0

Hiç kafa karıştıracak bir şey yok gibi geliyor bana. Çünkü unuttuğumuz bir şey var. Evrenin tam bir denge halinde olduğunu gözlemlediğimizi söylerken, bunun sağlanması için daha önce ısı dengesi sağlanmış olmalıdır. Hani ben sormuştum, baskı altındaki sıvı kabın tamamını doldurur mu? diye. Burada bunu unutuyoruz. Baskı altındaki enerji her yerde aynı olan bir ısı dengesinde tüm kabı doldurmuş durumdadır. Yani her yeri, her zerresi aynı ısıda olmalıdır ki bu gün ölçülen mikro dalga kozmik fon ışıması her yönden aynı ısı değerinde gelsin. Çünkü şişmeden sonra saçılan malzemenin birbiriyle ısı dengesi sağlayabilmesi mümkün olmazdı. Isı dengesi patlamadan önce sağlanmış olmalıdır. Ayrıca bu ısının neler yapabileceğini, nelere sebep olabileceğini bilmiyoruz, bilemeyiz. Bu ısı, kütle çekimini bile baskılayabilecek bir derecede olmalıdır. Yani aslında genleşmek isteyen güç, evrenin kendisi kadar bir karadelik gücünü engelleyip, dışa doğru patlatan bir güç.

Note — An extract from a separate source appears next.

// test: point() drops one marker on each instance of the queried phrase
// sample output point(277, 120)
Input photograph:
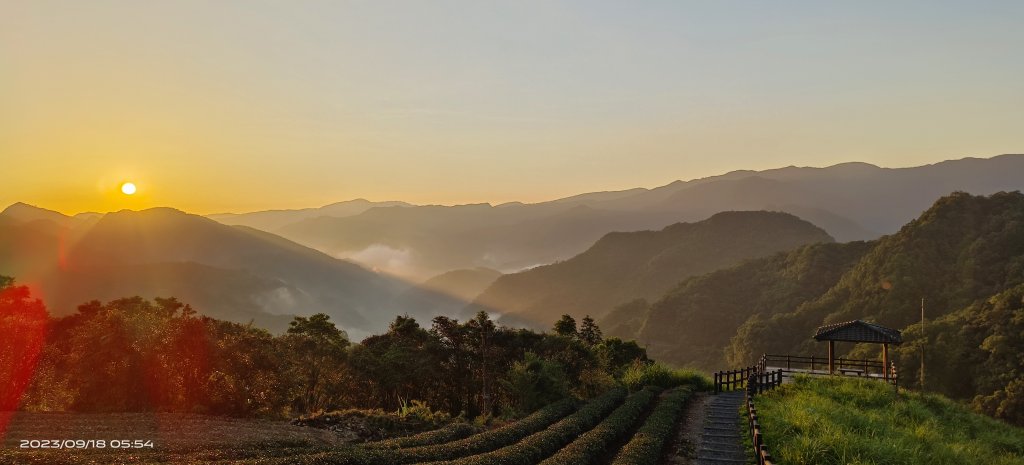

Bu ısı derecesi ölçülemez bence çünkü ışık hızı limiti üzerinde bir basınç sağlayabilir ve karadelik çökmesini çok kolay durdurup, daha sonra patlatabilir. Bu aslında kendi kendisinden güç alan bir sistem. \"Asıl güç kütlesel çökme eğiliminde\" \"Bu güç çökmek isterken ısı yaratıyor, çünkü çökmesi için büzülmesi gerekir ve büzülme ise ısıyı arttırır.\" \"Çökmek isteyen güç ne kadar kuvvetli olursa olsun, kendi kuvveti öyle bir ısı yaratır ki kendisine engel olan bir basınç sağlar. \" \"O zaman sistem fazla ısıyı, basıncı dışarı atmak ister.\" (Tıpkı bir süper nova gibi) Yani dışarıdan bir basınç gerekmeden sistem kendi basıncını kendi gücüyle sağlar.

Necmi Tüfek 7 yıl önce 0
0

Biz (en azından ben) kendimizi daha bu işin içinden çıkartamadık ki, sizi çıkartabilelim.? Bu tamamen verilen cevaplarla yetinme düzeyine bağlı... :-) Bazı konuları farklı yorumluyor olsa da çok büyük oranda Necmi bey\'i tasdikliyorum. Ek olarak,(farklı olabilecek kısımlar için); Şişe ve içindeki sıvı benzetmesi çok uygun değil. Ama ortak bir noktaları var. Her ikisi de evrensel temel olan aynı kanun ve kuralları kullanarak bu şekilde hareket ediyorlar. Yani buz ve şişe örneği, benzer olmasa bile aynı fizik kanunları çerçevesinde hareket ediyor olmalı. Tabii bir şişe ve içindeki sıvı için kullanılan kanun sayısı, evreninkine oranla çok düşük olabilir. (Belki 50 kuralın sadece 2 tanesi gibi...) Bu yüzden tek başına açıklamaya muktedir değil. Evrenin genişlemesi boyunca, önce ısının (= enerjinin) homojen şekilde dağılmış olması şart. Şişede de durum benzer. İç basınç, (enerjisi) homojen. Evrenin ilk genişleme halindeki durumunda, tüm enerji parçacıklarının (KEP), potansiyel bir enerji durumunda olduğunu düşünüyorum. Bu sanırım Necmi Bey\'in negatif enerjisi yaklaşımına ve tanımına denk geliyor. Bu potansiyel enerji, bu enerji paketçiklerini tireşimden alıkoyuyor. Çünkü sistem çok düzenli ve homojen. Tüm enerji paketçikleri birbirini dengeliyor. Ardından bir tepki, hafif bir dokunuş ile zincirleme olarak bu denge yapısı bozuluyor. Burada benim için sorun, kapalı bir sistem olan evrenin bir dış kabının-zarının, olup olmadığını bilememek. Necmi Bey, nötr bir zar tanımı yaptı ve çok makul ... Ama diğer yandan böyle bir zar da , hatta zar\'a (şişeye) gerek olmayabilir. Yani, sadece durgun enerji denizinde genişleyen bir aktif enerji alanı olabilir. Her iki durumda da, Necmi Bey\'in belirttiği gibi doğal bir iç basınç ve genişlemenin aşamalı sınırları olacaktır. Bu iç gücü, potansiyel haldeki (KEPlerdeki) enerjinin kinetik hale dönüşmesinden karşılandığını düşünüyorum. BU enerji paketçikleri titreşme alanı buldukça, bireysel titreşim alanlarını genişletirken, toplu haldeyken evreni (uzay-zaman kısmını) de genişlemeye zorluyorlar.